I found this sign on the Southeast corner of Van Buren and Wells.   It looks like it says Kling Bros and Co, Klingmade, and Mackinaw coats.  Can you see it?  I found a mention of Kling Bros in a list of "manufacturers of union-labeled garments" in a 1903 edition of The Caledonian.  How fun!

 This one was also fun, on the side of a building at 302 South Wells.  It looks like it says "Perfect Soda Cracker" on top, and pictured here, "Uneeda," "biscuit" and the Nabisco sign.  In 1890, American Biscuit Company set up headquarters in Chicago.  In 1910, the company had a huge factory in Chicago to handle it's "uneeda" brand of goods.  Now we know it as Kraft, in the North suburbs.  Here is a link to an excellent blog with pictures of Uneeda Biscuit signs that help make this one more readable.

There are more.  All over Chicago.  Some easily readable, some almost faded completely.  And I must admit, I had a wonderful time, walking around with my eyes squinted down alleys and up the sides of buildings and my gaze on a past that is slowly fading.

Thursday, November 11, 2010

This Season at the Lyric (so far)

I love going to the opera.  I got hooked on it in grad school and try to go to a couple every year.  I find that opera is a touchy subject with most people I.   For those of you who don't like going to the opera, I have prepared a little chart here to help change your mind.  For those of you who DO like the opera, skip the chart and read on!
There.  Now that we know that it is definitely worth it to go to an opera, let's talk about the operas that are currently out this season!  
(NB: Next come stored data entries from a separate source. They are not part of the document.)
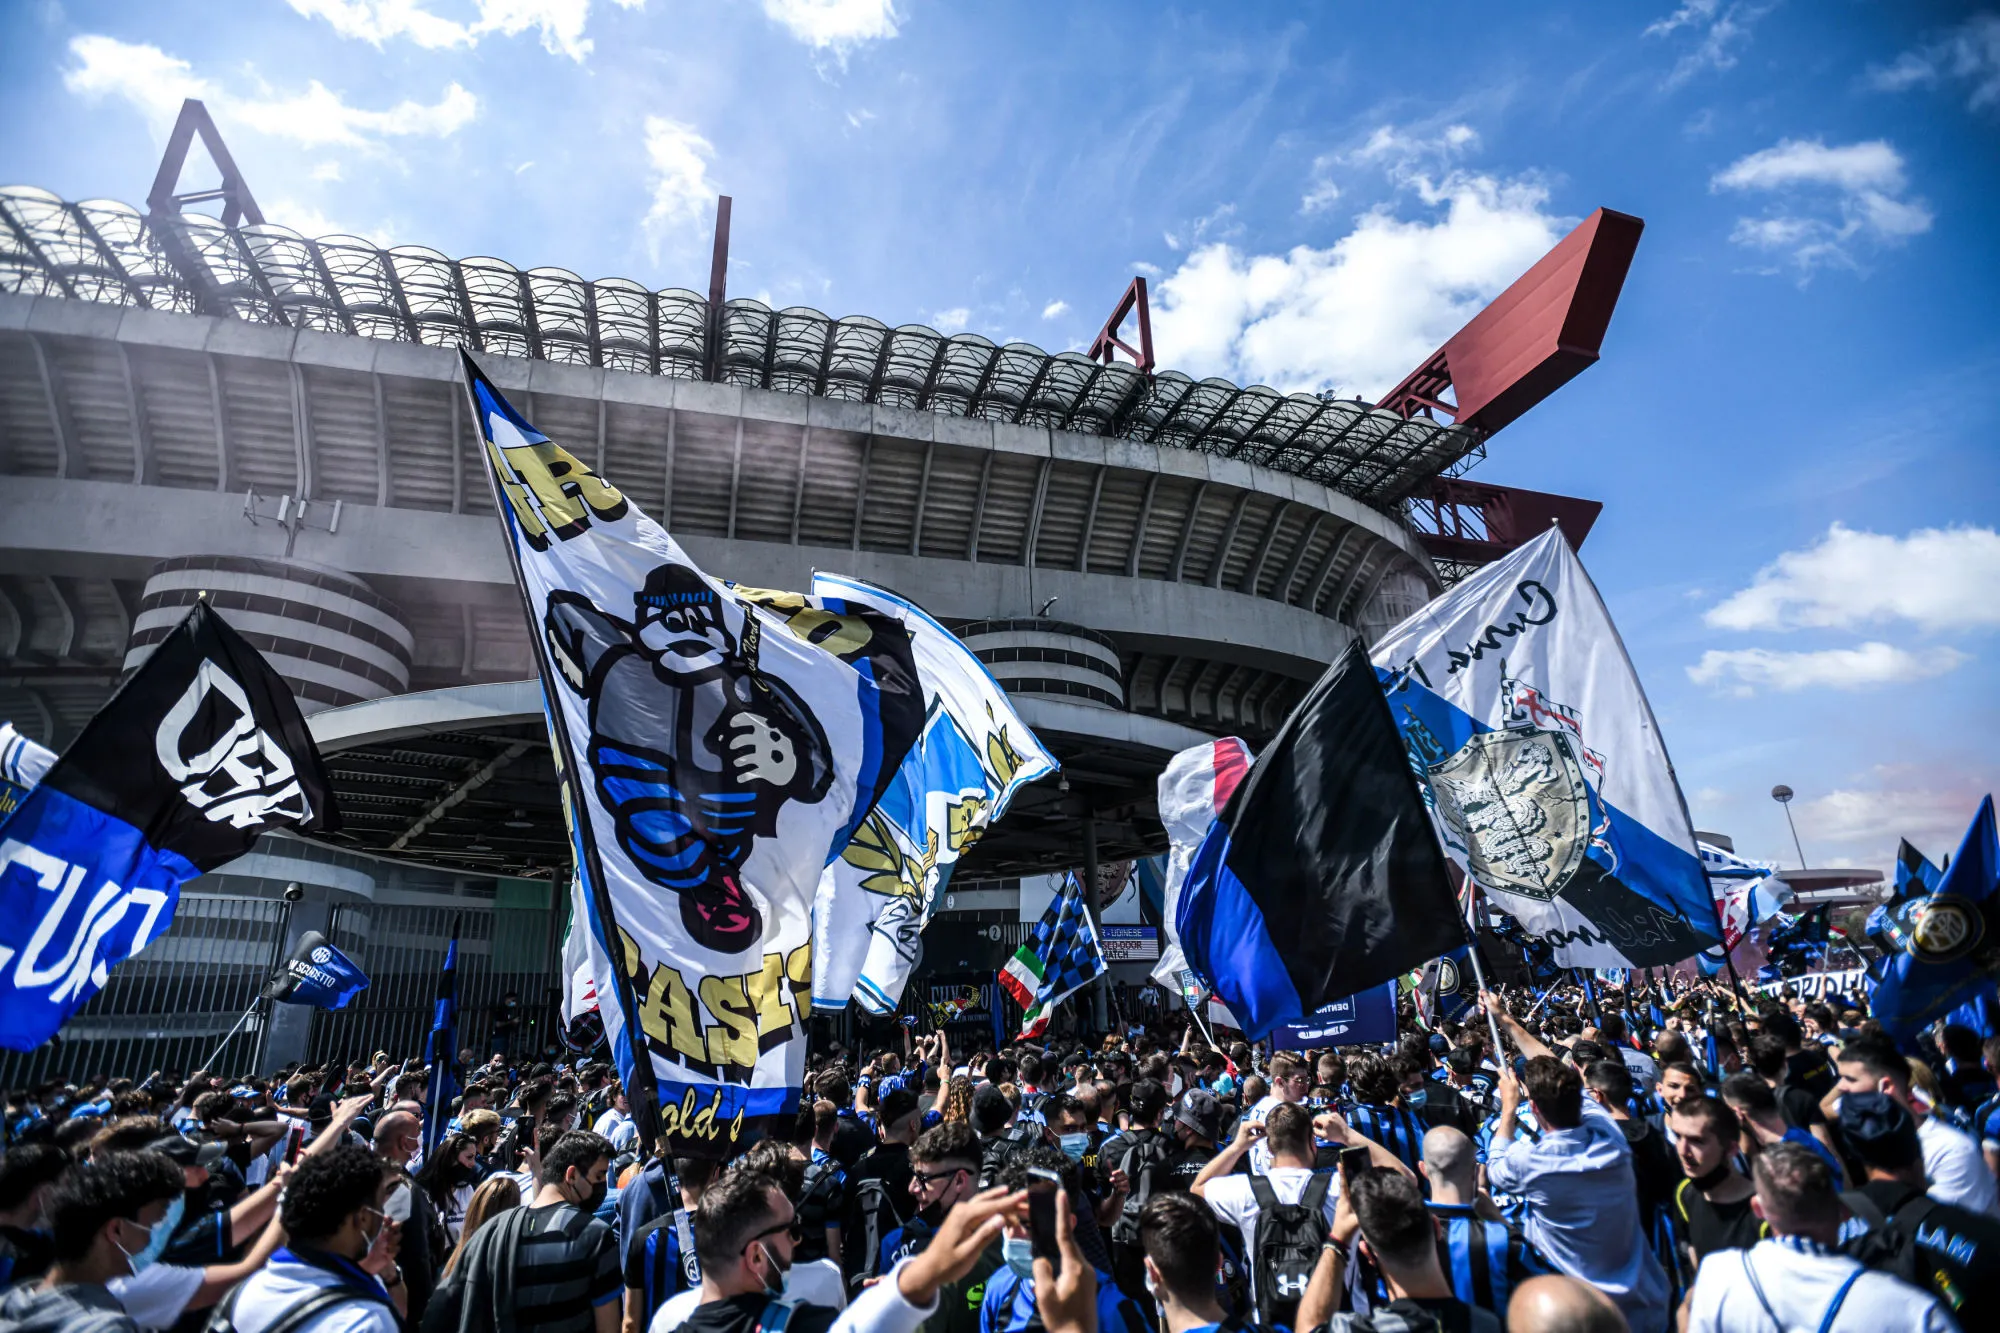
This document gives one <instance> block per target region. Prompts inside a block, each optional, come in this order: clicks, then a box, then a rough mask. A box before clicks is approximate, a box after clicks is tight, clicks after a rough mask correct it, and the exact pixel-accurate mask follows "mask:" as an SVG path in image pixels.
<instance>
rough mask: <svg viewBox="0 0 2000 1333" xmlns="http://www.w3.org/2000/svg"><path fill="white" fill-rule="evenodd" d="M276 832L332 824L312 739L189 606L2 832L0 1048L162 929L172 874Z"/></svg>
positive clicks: (267, 665) (149, 940)
mask: <svg viewBox="0 0 2000 1333" xmlns="http://www.w3.org/2000/svg"><path fill="white" fill-rule="evenodd" d="M286 827H308V829H316V831H326V829H332V827H336V817H334V807H332V793H330V791H328V787H326V775H324V771H322V769H320V759H318V753H316V751H314V749H312V735H310V733H308V731H306V721H304V717H300V713H298V705H296V703H294V701H292V693H290V687H286V685H284V681H282V679H280V677H278V673H274V671H272V669H270V664H268V662H264V658H262V656H258V652H256V648H252V646H250V644H248V642H244V640H242V638H240V636H238V634H236V632H234V630H230V626H228V624H224V620H222V616H220V614H216V612H214V610H212V608H210V606H208V602H196V604H194V606H192V608H190V610H188V614H186V618H184V620H182V622H180V624H178V626H176V628H174V630H172V632H170V634H168V636H166V638H164V640H162V642H160V644H158V646H156V648H154V650H152V654H150V656H148V658H146V660H144V664H140V669H138V671H136V673H134V675H132V677H130V679H128V681H126V683H124V685H122V687H120V689H118V693H116V695H114V697H112V701H110V703H108V705H104V709H102V711H100V713H98V715H96V717H94V719H90V723H88V725H86V727H84V731H82V735H80V737H78V739H76V743H74V745H70V749H68V751H66V753H64V755H62V757H60V759H58V761H56V763H54V765H52V767H50V769H48V773H46V775H44V777H42V781H40V785H36V787H34V789H32V791H28V795H26V799H22V803H20V807H18V809H16V811H14V813H12V815H10V817H8V819H6V825H4V829H0V1047H6V1049H10V1051H32V1049H36V1047H38V1045H42V1043H44V1041H48V1039H50V1037H54V1035H56V1031H58V1029H60V1027H62V1023H64V1019H68V1017H70V1015H72V1013H74V1011H76V1009H78V1007H80V1005H82V1003H84V1001H88V999H90V997H92V995H96V993H98V989H102V987H104V983H106V981H108V979H110V969H112V967H116V965H118V963H124V961H126V959H130V957H132V955H134V953H138V951H140V949H144V947H146V945H148V943H152V941H154V939H158V937H160V935H164V933H166V929H168V927H170V925H172V921H174V905H176V903H178V901H180V885H182V883H186V881H190V879H194V877H196V875H200V873H202V871H212V869H216V867H220V865H226V863H228V861H234V859H236V857H242V855H244V853H246V851H250V847H252V845H254V843H256V839H258V837H260V835H264V833H266V831H270V829H286Z"/></svg>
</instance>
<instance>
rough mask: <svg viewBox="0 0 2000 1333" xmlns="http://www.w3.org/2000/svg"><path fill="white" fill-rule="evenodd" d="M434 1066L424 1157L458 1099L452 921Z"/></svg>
mask: <svg viewBox="0 0 2000 1333" xmlns="http://www.w3.org/2000/svg"><path fill="white" fill-rule="evenodd" d="M424 1059H426V1063H428V1065H430V1101H428V1103H424V1155H426V1157H428V1155H430V1153H432V1151H436V1147H438V1143H440V1141H442V1139H444V1127H446V1125H448V1123H450V1119H452V1099H454V1097H458V1071H456V1067H454V1061H456V1059H458V921H456V919H454V921H452V943H450V945H446V947H444V967H442V969H440V971H438V1001H436V1005H434V1007H432V1011H430V1043H428V1045H426V1049H424Z"/></svg>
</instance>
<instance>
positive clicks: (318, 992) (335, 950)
mask: <svg viewBox="0 0 2000 1333" xmlns="http://www.w3.org/2000/svg"><path fill="white" fill-rule="evenodd" d="M366 989H368V975H366V973H362V969H360V967H358V965H356V963H354V959H350V957H348V955H344V953H340V951H338V949H334V947H332V945H328V943H326V937H324V935H320V933H318V931H306V933H304V935H300V937H298V945H296V947H294V949H292V957H290V959H286V961H284V969H282V971H280V973H278V975H276V977H272V979H270V985H268V987H266V989H264V995H266V999H274V1001H282V1003H286V1005H312V1007H314V1009H346V1007H348V1001H352V999H354V997H356V995H360V993H362V991H366Z"/></svg>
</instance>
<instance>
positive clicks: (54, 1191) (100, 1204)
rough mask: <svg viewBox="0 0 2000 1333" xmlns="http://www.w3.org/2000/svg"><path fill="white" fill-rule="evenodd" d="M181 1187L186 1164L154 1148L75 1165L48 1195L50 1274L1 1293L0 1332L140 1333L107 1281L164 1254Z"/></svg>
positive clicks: (173, 1225) (179, 1209) (171, 1226)
mask: <svg viewBox="0 0 2000 1333" xmlns="http://www.w3.org/2000/svg"><path fill="white" fill-rule="evenodd" d="M180 1193H182V1185H180V1169H178V1167H176V1165H174V1163H170V1161H166V1159H164V1157H158V1155H154V1153H106V1155H102V1157H100V1159H96V1161H92V1163H90V1169H88V1171H72V1173H70V1175H68V1177H66V1179H64V1181H62V1183H60V1185H58V1187H56V1189H54V1191H52V1195H50V1201H48V1223H50V1251H52V1263H50V1267H48V1273H44V1275H42V1277H40V1279H38V1281H26V1283H20V1285H18V1287H14V1289H12V1291H8V1293H6V1297H0V1333H136V1329H138V1325H136V1323H134V1321H132V1317H130V1315H126V1313H124V1307H122V1305H120V1303H118V1297H114V1295H112V1293H110V1287H108V1283H110V1281H112V1279H114V1277H130V1275H132V1273H144V1271H146V1269H148V1267H152V1265H154V1261H158V1257H160V1251H162V1249H166V1243H168V1239H170V1237H172V1235H174V1223H176V1221H178V1219H180V1217H178V1215H180V1209H182V1201H180Z"/></svg>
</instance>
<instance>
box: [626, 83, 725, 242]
mask: <svg viewBox="0 0 2000 1333" xmlns="http://www.w3.org/2000/svg"><path fill="white" fill-rule="evenodd" d="M714 152H716V150H714V144H710V142H708V140H706V138H702V134H700V132H698V130H696V128H694V126H692V124H684V122H680V120H668V118H666V116H646V162H648V166H652V174H654V182H652V206H650V208H648V210H646V222H644V228H646V244H648V246H650V250H652V256H654V262H658V258H660V244H662V242H664V240H666V238H668V236H670V234H674V232H676V230H680V228H686V226H688V224H690V222H694V220H696V218H700V216H702V212H704V210H706V208H708V206H710V204H712V202H714V198H716V194H718V192H720V190H716V182H714V180H710V178H708V160H710V158H712V156H714Z"/></svg>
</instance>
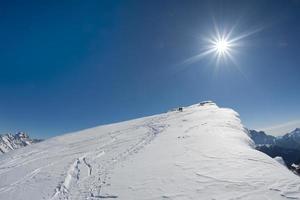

I have seen two of the several operas out this season so far and they couldn't have been more different!  The first one was Macbeth by Verdi.  As expected, it was over the top in drama, it was pretty depressing, full of madness (thank you Shakespeare) and the music was lush and memorable.  There were only three singing parts and no tenor at all (yay!).  The soprano who played Lady Macbeth completely stole the show.  The sets and the costuming were great with simple, yet effective symbolism that would have made Shakespeare proud.  

A Midsummer Night's Dream couldn't have been more different!  There are so many characters in this story, so many scenes, and so much going on that it only made sense to throw in an entire children's chorus and a dog!  Britten is a 20th century composer, so the music may not be what you expect to hear in opera if you aren't that familiar with it (there are some great cello parts).  In fact, I saw several people walk out before intermission!  However, Britten is hilarious in the ways that he plays with our musical expectations and everyone involved in the show was fabulous.  The actor who played Puck had the audience laughing aloud!

The other operas out this season are Carmen (who wouldn't want to hear the Toreador's Song again??),


a Masked Ball (Verdi is always great for a stunning and moving opera experience), The Girl of the Golden West (Puccini is quintessential opera.  Italian.  You'll love it.), Lohengrin (Wagner.  Oh boy.  I've never seen any Wagner live.  Who wants to go with me?), and Hercules (as much as I'd like to see a Handel opera, this one has a modern take to it that doesn't thrill me).

the only one I wouldn't recommend is The Mikado.  It is a Gilbert and Sullivan operetta and I personally find their work to combine the least likable characteristics of an opera with the least likable characteristics of a musical.  Stay home.  Go to a sporting event.  Play a video game.  OR..... go to the opera and enjoy it and prove me wrong!